ACROSS THE UNIVERSE
edited by Michael A. Ventrella
and Randee Dawn
Fantastic Books
(www.FantasticBooks.biz)
2019, 274 pages, $15.99
ISBN 978-1-5154-2396-6
Click here to purchase
I’m not sure how many people saw the film “Yesterday,” but it speculates about what happens if, along the way, the Beatles never exist. In the film, one man is “transplanted” into that reality, sliding over from our present-day knowledge of rock ‘n roll history, knowing full well the Beatles were a significant band. And he becomes a wonder and a major rock star just by playing the Beatles by memory, singlehandedly.
I like the “what-if, alternate-universes” so beloved by authors such as Harry Turtledove and his minions.
Here’s one by editors Ventrella and Dawn that showcase a lot of what-ifs by various contributors to this anthology about how the Fab 4, or the Fab 5 or the Fab 4.5 came about, or perhaps didn’t:
“The Perfect Bridge” by Charles Barouch. A computer programmer uses a quantum temporal setup to communicate a significant suggestion to the Fab 4 band in 1967.Before it all goes terribly wrong, however, they band ends up being successful, and of course alters history.
“Paul is Dead” by Lawrence Watt-Evans. Fred Eberhart, time traveler, wants to alter his own time period in which Paul McCartney the singer dies in a car wreck right before the Beatles become famous. But Fred can alter history only so far.
“Come Together” by Allen Steele. Fab 4 artificial intelligence programs are trying to bring a scientific probe to an earth-like planet near Alpha Centauri. But the programming is too true to the realities of the personal dynamics of a band that could play together only so long before its sad, inevitable breakup.
“The Truth Within” by Sally Wiener Grotta. President Richard M. Nixon calls on Beatle George Harrison for a special meeting. On the President’s yacht off the Florida coast, Nixon wants to hear George’s thoughts on what the President should do during an increasingly intense wartime. George just wants the President to learn the beauty and soul-changing benefits of transcendental meditation. What effect will George’s transcendental meditation teaching have on Tricky Dick?
“Game Seven” by Bev Vincent. This tale re-imagines the Beatles as hockey players in the biggest game of their lives.
“Meet the Beatles” by Pat Cadigan. Two 13-year-old girls travel back in time to a place where the Beatles almost were riot victims at a concert in Cleveland, and end up literally becoming part of the Fab 4.
“My Sweet Lord of Light” by Barbara Clough. George Harrison meets a demon out of a Roger Zelazny novel.
“Liverpool Band Battle 1982” by Eric Avedissian. The Beatles as we (sort of) know them, in this alternate universe, are a little behind their legacy, feeling a bit down and out, and don’t come into fashion until punk rock arrives in the 1980s.
Great Britain is spared from the worldwide catastrophe in “Apocalypse Rock” by Matthew Amati. What remains in the U.S. are survival bands in a barely-alive state of civilization. But the British invasion band the Beetles – with two “Es” – comes prepared to entertain, because they only accept payment in gold.
“Doing Lennon” by Gregory Benford. Henry Fielding knows and loves the songs by John Lennon. So he becomes a Lennon impersonator when, long after Fielding’s death, he is revived by a company called Immortality Incorporated and stages songs for masses that have forgotten Lennon’s impact. Until, of course, the company successfully revives the real Paul McCartney, and the ruse comes to a predictable end. But yet the Fielding/Lennon simulation lives on, for bigger purposes.

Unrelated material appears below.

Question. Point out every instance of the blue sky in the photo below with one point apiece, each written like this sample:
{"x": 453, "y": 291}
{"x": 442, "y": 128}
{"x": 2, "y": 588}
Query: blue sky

My favorite story is “Through a Glass Onion” by Christian Smith. In this timeline, radically different from what we know about any band called the Beatles, John Lennon discovers a possible future in scenes presented by a device that a so-called visitor from the future calls an “onion.” The device offers glimpses of commercial and artistic success from his band that broke up after forgetful performances in Hamburg, Germany. (How the onion device works, unfortunately, is never explained.) The onion houses scenes of a “present” that could have been. However, in this alternate present, the band members are scattered about, long forgotten. The visitor convinces John to re-unite members of the band to inevitably alter human history.